Step 3: Search Your Amazon CloudSearch Domain - Amazon CloudSearch

Step 3: Search Your Amazon CloudSearch Domain

You can use the search tester in the Amazon CloudSearch console to submit sample search requests and view the results. You can also submit sample search requests through a Web browser or using cURL. In your application, you can use any HTTP library to send search traffic to your Amazon CloudSearch domain.

Searching with the Search Tester

The search tester in the Amazon CloudSearch console enables you to submit sample search requests using any of the supported query parsers: simple, structured, lucene, or dismax. By default, requests are processed with the simple query parser. You can specify options for the selected parser, filter and sort the results, and browse the configured facets. The search hits are automatically highlighted in the search results. For information about how this is done, see Highlighting Search Hits in Amazon CloudSearch. You can also select a suggester to get suggestions as you enter terms in the Search field. (You must configure a suggester before you can get suggestions. For more information see Getting Autocomplete Suggestions in Amazon CloudSearch.)

By default, results are sorted according to an automatically-generated relevance score, _score. For information about customizing how results are ranked, see Sorting Results in Amazon CloudSearch.

To search your domain
  1. Go to the Amazon CloudSearch console at https://console.aws.amazon.com/cloudsearch/home.

  2. In the left navigation panel, choose your movies domain to open its configuration.

  3. Choose Run a test search.

  4. To perform a simple text search, enter a search query and choose Run. By default, all text and text-array fields are searched.

To search particular fields, expand Options and enter a comma-separated list of the fields you want to search for in the Search fields field. You can append a weight to each field with a caret (^) to control the relative importance of each field in the search results. For example, specifying title^5, description weights hits in the title field five times more than hits in the description field when calculating relevance scores for each matching document.
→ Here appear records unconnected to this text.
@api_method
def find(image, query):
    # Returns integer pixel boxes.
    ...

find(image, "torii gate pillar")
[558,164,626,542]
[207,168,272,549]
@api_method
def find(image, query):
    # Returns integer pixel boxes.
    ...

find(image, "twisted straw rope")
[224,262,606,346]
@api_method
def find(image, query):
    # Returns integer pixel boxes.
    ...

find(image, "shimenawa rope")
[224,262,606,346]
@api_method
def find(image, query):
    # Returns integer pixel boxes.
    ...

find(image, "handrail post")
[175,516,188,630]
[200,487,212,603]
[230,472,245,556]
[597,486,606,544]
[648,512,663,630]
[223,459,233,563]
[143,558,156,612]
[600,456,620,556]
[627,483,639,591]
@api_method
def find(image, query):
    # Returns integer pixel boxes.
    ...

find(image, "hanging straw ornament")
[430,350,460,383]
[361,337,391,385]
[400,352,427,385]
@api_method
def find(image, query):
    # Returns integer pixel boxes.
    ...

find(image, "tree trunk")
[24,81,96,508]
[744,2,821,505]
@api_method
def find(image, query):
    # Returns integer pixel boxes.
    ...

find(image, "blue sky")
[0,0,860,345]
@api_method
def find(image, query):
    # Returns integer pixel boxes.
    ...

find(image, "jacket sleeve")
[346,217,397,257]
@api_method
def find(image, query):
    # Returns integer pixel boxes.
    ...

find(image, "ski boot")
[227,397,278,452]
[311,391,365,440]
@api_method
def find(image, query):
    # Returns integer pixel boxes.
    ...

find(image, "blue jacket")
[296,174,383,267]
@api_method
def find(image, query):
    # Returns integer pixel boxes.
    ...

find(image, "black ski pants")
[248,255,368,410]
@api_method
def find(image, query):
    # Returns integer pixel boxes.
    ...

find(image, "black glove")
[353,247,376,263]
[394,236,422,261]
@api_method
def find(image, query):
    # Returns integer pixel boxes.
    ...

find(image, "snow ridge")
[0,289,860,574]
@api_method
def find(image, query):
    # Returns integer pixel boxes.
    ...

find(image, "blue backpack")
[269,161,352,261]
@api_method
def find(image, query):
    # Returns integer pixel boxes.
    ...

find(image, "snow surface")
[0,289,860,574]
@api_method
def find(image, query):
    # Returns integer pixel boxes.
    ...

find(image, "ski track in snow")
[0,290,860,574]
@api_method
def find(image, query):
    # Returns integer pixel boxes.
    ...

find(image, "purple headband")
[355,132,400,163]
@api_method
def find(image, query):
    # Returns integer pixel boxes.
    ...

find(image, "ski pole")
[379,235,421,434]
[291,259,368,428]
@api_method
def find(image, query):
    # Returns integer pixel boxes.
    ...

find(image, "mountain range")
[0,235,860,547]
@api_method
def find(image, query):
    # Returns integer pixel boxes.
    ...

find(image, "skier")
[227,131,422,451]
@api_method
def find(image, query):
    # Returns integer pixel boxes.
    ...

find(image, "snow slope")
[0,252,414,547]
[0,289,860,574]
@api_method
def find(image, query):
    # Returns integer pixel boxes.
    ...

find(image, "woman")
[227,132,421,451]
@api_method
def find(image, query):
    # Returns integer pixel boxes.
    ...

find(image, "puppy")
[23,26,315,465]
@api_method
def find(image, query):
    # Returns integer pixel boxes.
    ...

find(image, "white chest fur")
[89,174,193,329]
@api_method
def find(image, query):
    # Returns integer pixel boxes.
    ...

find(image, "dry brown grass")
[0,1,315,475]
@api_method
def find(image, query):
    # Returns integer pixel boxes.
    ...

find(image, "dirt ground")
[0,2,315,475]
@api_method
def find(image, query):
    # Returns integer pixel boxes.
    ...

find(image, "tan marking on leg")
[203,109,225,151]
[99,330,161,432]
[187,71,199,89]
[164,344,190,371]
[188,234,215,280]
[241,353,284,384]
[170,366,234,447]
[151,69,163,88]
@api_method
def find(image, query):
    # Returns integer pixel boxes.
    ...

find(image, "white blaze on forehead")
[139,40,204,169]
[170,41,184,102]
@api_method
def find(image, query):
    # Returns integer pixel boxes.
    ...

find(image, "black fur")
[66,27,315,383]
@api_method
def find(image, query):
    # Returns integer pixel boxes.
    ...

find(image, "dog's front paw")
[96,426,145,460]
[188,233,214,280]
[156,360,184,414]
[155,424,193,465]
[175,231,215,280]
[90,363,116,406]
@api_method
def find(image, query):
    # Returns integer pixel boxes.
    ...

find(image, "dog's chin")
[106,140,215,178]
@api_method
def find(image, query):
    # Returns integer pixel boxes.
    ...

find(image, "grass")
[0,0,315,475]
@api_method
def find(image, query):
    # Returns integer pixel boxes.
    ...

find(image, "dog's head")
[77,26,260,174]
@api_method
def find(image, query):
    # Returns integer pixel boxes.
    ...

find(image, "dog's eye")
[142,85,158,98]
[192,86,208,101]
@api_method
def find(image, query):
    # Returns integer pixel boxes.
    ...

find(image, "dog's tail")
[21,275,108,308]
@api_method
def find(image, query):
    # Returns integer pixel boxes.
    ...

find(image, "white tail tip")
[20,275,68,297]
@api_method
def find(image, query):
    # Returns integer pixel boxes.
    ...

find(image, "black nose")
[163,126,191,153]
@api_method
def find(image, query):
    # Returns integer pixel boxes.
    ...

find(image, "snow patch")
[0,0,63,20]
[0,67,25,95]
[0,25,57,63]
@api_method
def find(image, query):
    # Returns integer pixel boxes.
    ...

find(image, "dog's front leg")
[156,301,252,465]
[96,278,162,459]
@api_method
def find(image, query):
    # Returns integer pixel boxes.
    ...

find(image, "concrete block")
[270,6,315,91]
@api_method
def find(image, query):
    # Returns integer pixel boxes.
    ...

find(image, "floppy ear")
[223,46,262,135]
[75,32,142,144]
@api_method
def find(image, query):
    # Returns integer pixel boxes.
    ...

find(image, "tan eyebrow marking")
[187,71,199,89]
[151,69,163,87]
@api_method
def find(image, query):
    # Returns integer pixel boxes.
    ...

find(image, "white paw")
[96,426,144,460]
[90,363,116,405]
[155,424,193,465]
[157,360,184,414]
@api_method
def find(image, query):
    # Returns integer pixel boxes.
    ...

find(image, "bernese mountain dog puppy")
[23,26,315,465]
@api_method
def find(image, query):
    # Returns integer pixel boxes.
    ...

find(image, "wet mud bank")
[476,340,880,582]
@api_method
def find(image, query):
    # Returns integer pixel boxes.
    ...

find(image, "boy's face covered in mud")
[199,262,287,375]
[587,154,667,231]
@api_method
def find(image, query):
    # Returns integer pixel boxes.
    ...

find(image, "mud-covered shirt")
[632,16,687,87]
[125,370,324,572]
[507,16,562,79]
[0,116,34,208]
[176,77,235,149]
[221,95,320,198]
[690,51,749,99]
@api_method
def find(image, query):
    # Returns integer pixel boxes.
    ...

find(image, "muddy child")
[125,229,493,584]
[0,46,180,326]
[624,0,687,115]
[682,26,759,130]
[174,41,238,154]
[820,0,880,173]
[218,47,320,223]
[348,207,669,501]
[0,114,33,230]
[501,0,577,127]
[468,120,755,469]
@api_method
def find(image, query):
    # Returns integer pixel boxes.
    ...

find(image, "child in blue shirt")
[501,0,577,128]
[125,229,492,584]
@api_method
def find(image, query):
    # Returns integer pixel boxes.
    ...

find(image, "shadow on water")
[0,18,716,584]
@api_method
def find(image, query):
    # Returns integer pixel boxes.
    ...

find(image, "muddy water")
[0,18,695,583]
To use the structured query syntax, select Structured from the Query parser menu. Once you've selected the structured query parser, enter your structured query in the Search field and choose Run. For example, to find all of the movies with star in the title that were released in the year 2000 or earlier, you could enter: (and title:'star' year:{,2000]). For more information, see Constructing Compound Queries. To submit Lucene or DisMax queries, select the appropriate query parser.

You can specify additional options for the selected query parser to configure the default operator and control which operators can be used in a query. For more information, see Search Request Parameters.

You can copy and paste the request URL to submit the request and view the response from a Web browser. Requests can be sent via HTTP or HTTPS.

Submitting Search Requests from a Web Browser

You can submit search requests directly to your search endpoint from any Web browser. You can use any of the query parsers (simple, structured, lucene, or dismax) and specify a variety of options to constrain your search, request facet information, customize ranking, and control what information is returned in the results.

For example, to search your movies domain and get the titles of all of the available Star Wars movies, append the following search string to your search endpoint. (2013-01-01 is the API version and must be specified.)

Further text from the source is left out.